Necrotizing fasciitis is a pathology caused by anaerobic bacteria alone or more commonly in combination with aerobic bacteria. It has a high mortality and morbidity rate if not treated early [3]. It is very rare and involves skin, subcutaneous tissue and fascia and typically does not involve the muscle layer. It progresses rapidly and causes necrosis. It is necessary to differentiate this infection from gas gangrene which is caused by Clostridium perfringens. The bacteria that are commonly seen in necrotizing fasciitis that develops after hysterectomy may be variable. In 90% of the cases beta hemolytic streptococci, and coagulase positive staphylococci alone or in combination are seen. In 10% of the cases the etiologic agents are gram negative enteric pathogens [4].

Although more commonly seen in lower extremities, groin regions, perineum and abdominal wall, necrotizing fasciitis can be seen in other parts of the body [3]. Surgery of any kind or trauma may precipitate the process. Any trauma that interferes with skin integrity, small incisions, burns, injections, animal bites and blunt traumas may all play a predisposal factor [5]. In literature there are cases of necrotizing fasciitis that was caused by S. Aureus after injection [6]. In the present case after hysterectomy a soft tissue infection without gas formation that started in the incision line and spread to skin, subcutaneous tissues and fascias was presented.

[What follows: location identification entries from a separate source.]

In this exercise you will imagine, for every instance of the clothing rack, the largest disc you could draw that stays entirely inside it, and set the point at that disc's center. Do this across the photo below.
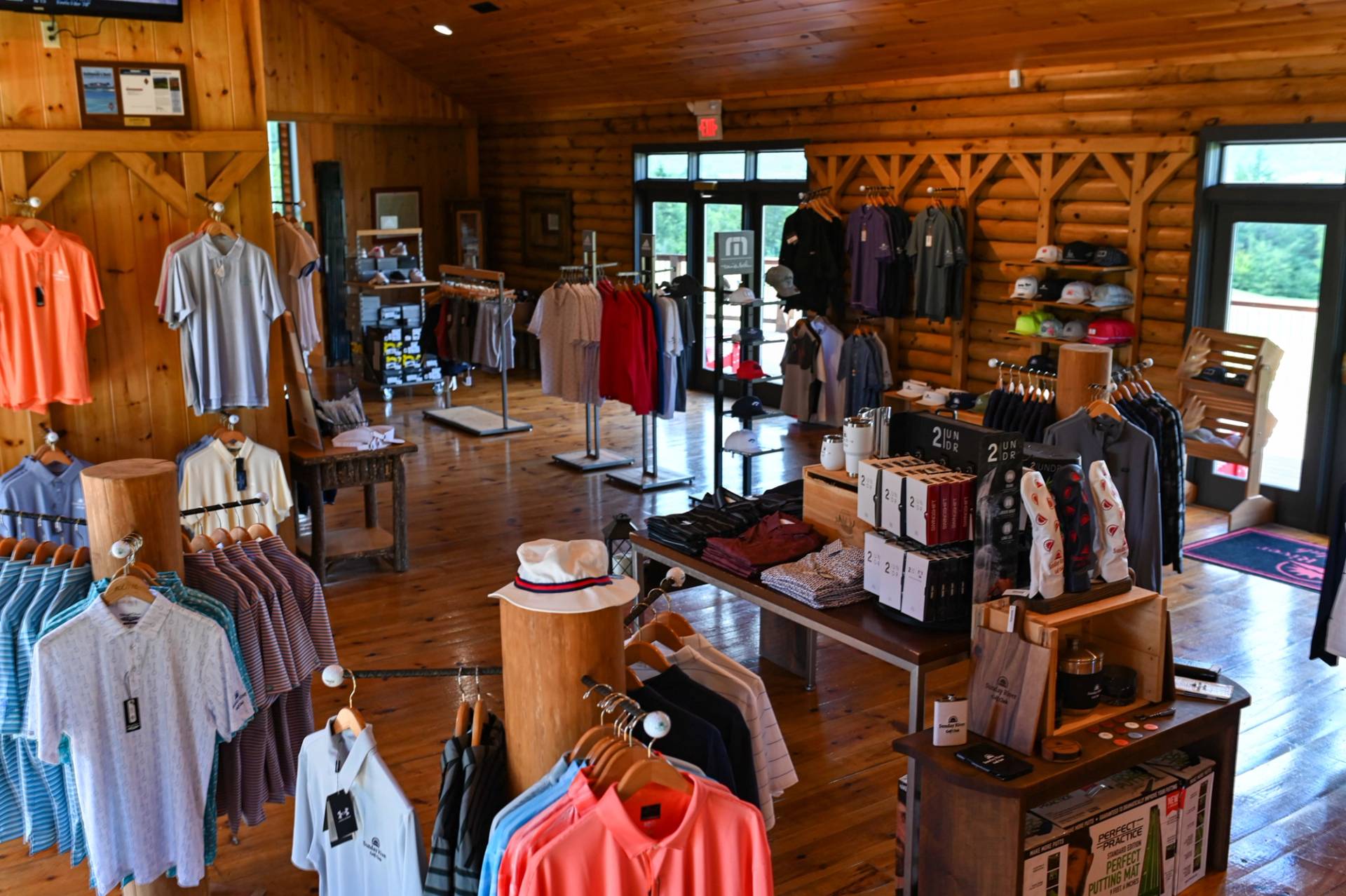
(594, 456)
(469, 419)
(649, 477)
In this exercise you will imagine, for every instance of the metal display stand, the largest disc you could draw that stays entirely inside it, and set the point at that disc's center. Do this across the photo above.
(734, 256)
(480, 421)
(649, 477)
(594, 458)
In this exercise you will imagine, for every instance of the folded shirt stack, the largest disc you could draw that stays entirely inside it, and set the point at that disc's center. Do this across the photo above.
(825, 579)
(775, 540)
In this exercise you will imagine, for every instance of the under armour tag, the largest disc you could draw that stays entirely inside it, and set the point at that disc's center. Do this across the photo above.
(131, 710)
(341, 824)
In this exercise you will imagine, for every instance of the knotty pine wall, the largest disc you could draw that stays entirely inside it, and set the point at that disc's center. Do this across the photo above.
(590, 149)
(139, 408)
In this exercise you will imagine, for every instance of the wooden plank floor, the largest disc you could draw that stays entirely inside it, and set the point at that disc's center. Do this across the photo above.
(475, 499)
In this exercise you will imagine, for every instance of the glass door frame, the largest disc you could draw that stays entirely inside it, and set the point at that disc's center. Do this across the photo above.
(1218, 208)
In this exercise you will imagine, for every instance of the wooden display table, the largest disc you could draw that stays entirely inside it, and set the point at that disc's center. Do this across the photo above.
(789, 630)
(346, 468)
(970, 813)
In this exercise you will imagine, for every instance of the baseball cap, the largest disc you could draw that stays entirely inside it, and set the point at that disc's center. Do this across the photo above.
(1110, 295)
(1110, 257)
(913, 389)
(566, 578)
(1110, 332)
(750, 370)
(1025, 288)
(1078, 253)
(782, 280)
(747, 407)
(1076, 292)
(743, 442)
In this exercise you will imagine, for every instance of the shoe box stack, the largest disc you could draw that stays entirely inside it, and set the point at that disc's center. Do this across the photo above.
(1138, 833)
(396, 360)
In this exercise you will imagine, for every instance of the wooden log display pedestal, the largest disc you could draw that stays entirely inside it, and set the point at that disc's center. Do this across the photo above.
(544, 656)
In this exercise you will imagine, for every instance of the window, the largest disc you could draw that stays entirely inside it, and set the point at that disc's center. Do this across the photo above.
(671, 165)
(787, 165)
(1284, 163)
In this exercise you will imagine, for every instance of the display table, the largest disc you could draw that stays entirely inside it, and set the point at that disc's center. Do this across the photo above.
(346, 468)
(970, 813)
(789, 630)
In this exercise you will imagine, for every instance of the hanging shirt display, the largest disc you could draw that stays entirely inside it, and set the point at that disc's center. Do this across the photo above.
(49, 300)
(225, 295)
(384, 855)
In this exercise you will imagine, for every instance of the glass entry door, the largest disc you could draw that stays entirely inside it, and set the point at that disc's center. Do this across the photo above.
(1278, 273)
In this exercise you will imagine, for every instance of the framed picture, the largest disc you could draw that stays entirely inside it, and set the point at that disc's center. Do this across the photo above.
(396, 208)
(547, 228)
(120, 96)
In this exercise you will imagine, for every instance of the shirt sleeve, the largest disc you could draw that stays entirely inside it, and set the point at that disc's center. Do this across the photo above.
(46, 714)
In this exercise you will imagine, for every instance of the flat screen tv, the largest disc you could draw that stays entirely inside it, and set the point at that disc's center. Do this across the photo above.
(155, 10)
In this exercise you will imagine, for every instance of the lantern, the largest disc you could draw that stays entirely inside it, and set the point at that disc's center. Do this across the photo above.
(617, 536)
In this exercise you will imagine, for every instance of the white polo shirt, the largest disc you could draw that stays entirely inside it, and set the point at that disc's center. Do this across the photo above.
(143, 792)
(386, 856)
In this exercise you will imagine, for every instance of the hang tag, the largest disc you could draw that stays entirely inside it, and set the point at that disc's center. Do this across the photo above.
(341, 822)
(131, 710)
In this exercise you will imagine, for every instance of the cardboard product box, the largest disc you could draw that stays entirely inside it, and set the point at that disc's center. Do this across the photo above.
(1116, 834)
(1190, 805)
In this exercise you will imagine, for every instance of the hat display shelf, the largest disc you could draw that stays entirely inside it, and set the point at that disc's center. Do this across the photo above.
(651, 477)
(367, 240)
(735, 257)
(594, 456)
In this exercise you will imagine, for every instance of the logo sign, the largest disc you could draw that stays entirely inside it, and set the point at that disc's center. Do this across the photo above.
(734, 252)
(709, 127)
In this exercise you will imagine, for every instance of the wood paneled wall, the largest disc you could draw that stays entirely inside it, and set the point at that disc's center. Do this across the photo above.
(590, 152)
(139, 408)
(315, 72)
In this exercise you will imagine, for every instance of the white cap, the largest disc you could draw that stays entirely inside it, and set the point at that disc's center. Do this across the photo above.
(566, 578)
(743, 442)
(1076, 292)
(913, 389)
(1026, 288)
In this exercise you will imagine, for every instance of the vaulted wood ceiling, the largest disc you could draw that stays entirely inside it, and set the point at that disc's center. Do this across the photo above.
(587, 51)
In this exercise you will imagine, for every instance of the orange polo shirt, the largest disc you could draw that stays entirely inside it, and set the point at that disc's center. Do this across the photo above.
(43, 355)
(660, 841)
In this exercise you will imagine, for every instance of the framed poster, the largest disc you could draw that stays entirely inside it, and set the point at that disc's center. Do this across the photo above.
(118, 96)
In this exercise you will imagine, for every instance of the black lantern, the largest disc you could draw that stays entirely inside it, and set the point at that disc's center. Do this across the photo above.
(617, 536)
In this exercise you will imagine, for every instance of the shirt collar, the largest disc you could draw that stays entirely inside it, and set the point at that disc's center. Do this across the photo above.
(632, 839)
(360, 751)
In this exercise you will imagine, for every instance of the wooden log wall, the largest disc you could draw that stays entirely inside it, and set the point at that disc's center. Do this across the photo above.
(139, 407)
(590, 152)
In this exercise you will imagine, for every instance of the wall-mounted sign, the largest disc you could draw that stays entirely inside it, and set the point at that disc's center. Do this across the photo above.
(131, 96)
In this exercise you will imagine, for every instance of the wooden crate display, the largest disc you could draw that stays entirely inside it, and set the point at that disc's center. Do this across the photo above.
(829, 505)
(1131, 630)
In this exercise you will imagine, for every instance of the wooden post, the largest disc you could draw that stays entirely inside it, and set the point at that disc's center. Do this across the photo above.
(1078, 366)
(544, 657)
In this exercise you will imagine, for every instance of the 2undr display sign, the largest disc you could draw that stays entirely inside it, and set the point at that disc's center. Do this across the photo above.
(154, 10)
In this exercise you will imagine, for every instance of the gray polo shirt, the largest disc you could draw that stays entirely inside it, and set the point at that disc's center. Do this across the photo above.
(225, 295)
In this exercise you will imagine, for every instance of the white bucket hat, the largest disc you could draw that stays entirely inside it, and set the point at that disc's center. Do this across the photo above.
(566, 578)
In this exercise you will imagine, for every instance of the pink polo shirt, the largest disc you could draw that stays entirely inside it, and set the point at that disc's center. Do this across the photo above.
(661, 843)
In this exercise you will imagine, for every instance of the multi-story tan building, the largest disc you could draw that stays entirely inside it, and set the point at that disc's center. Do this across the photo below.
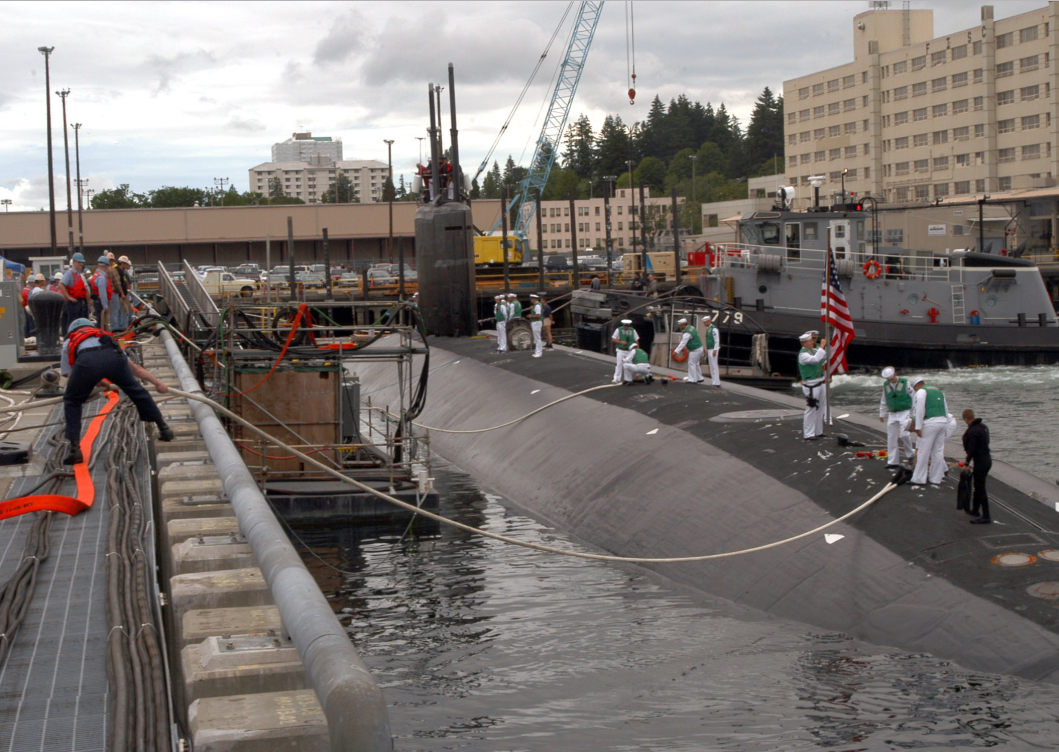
(918, 118)
(309, 180)
(590, 220)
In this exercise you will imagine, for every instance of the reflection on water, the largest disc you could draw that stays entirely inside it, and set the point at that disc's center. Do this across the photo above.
(1019, 404)
(485, 647)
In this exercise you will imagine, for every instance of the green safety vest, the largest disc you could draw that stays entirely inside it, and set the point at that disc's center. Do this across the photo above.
(810, 372)
(935, 404)
(626, 336)
(711, 337)
(897, 396)
(695, 342)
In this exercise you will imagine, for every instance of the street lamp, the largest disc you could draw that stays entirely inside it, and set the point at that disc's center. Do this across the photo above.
(47, 51)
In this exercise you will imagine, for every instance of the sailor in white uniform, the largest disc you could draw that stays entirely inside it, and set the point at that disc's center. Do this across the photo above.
(931, 419)
(501, 314)
(811, 364)
(623, 338)
(894, 410)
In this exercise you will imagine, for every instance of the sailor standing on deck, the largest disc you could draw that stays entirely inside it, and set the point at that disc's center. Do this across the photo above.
(894, 410)
(931, 421)
(624, 337)
(501, 315)
(690, 340)
(713, 350)
(811, 361)
(536, 318)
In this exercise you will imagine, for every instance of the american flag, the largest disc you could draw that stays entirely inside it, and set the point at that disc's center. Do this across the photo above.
(842, 324)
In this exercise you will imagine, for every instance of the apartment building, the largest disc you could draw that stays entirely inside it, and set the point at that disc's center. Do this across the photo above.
(301, 146)
(917, 118)
(311, 179)
(589, 219)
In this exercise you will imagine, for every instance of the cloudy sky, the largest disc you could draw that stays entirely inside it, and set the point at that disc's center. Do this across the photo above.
(181, 93)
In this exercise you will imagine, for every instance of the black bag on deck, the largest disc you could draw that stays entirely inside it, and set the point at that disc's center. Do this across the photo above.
(964, 490)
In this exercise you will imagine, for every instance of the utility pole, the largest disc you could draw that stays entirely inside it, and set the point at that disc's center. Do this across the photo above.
(47, 51)
(220, 182)
(81, 185)
(66, 145)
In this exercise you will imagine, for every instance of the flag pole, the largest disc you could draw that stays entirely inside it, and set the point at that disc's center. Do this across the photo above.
(827, 328)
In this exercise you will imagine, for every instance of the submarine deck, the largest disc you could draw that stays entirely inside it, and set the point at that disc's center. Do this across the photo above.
(919, 524)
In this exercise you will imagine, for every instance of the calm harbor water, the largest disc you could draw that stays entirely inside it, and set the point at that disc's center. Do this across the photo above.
(1019, 404)
(486, 647)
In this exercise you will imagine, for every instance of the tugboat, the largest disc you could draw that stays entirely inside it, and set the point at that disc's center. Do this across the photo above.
(910, 308)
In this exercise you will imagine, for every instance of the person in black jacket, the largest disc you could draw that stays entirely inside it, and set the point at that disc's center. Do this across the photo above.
(976, 448)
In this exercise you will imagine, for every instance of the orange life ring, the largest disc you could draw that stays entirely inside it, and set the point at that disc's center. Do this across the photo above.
(873, 269)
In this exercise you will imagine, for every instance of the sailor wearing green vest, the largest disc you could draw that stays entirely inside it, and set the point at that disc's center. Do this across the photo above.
(624, 337)
(931, 416)
(713, 351)
(638, 365)
(536, 317)
(811, 361)
(693, 342)
(894, 410)
(501, 315)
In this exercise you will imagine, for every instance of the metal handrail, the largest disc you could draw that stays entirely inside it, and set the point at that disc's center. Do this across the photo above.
(202, 300)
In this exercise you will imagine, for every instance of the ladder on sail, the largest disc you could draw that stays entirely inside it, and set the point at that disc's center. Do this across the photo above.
(958, 316)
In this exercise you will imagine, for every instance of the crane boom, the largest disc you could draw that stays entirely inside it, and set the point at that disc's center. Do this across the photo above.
(555, 121)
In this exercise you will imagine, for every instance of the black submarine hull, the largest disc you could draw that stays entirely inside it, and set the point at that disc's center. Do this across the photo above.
(687, 470)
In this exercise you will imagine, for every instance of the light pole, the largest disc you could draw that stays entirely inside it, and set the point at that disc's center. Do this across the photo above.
(81, 185)
(47, 51)
(220, 182)
(66, 145)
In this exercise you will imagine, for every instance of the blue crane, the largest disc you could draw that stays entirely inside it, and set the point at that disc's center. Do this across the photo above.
(555, 122)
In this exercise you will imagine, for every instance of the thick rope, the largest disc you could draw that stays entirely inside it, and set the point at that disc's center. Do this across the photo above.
(504, 539)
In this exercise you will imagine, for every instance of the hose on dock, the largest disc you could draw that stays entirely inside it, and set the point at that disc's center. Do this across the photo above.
(900, 478)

Diabetes mellitus, hypertension, cirrhosis, obesity, immune suppression, malignancy, chronic diseases, advanced age (> 50), malnutrition, peripheral vascular disease, alcoholism, chemotherapy corticotherapy, radiotherapy, Cushing disease are all risk factors for necrotizing fasciitis. In literature there are cases of necrotizing fasciitis that developed after hysterectomies without any risk factors [7-10]. In the present case diabetes mellitus, hypertension, coronary artery disease and obesity were the risk factors.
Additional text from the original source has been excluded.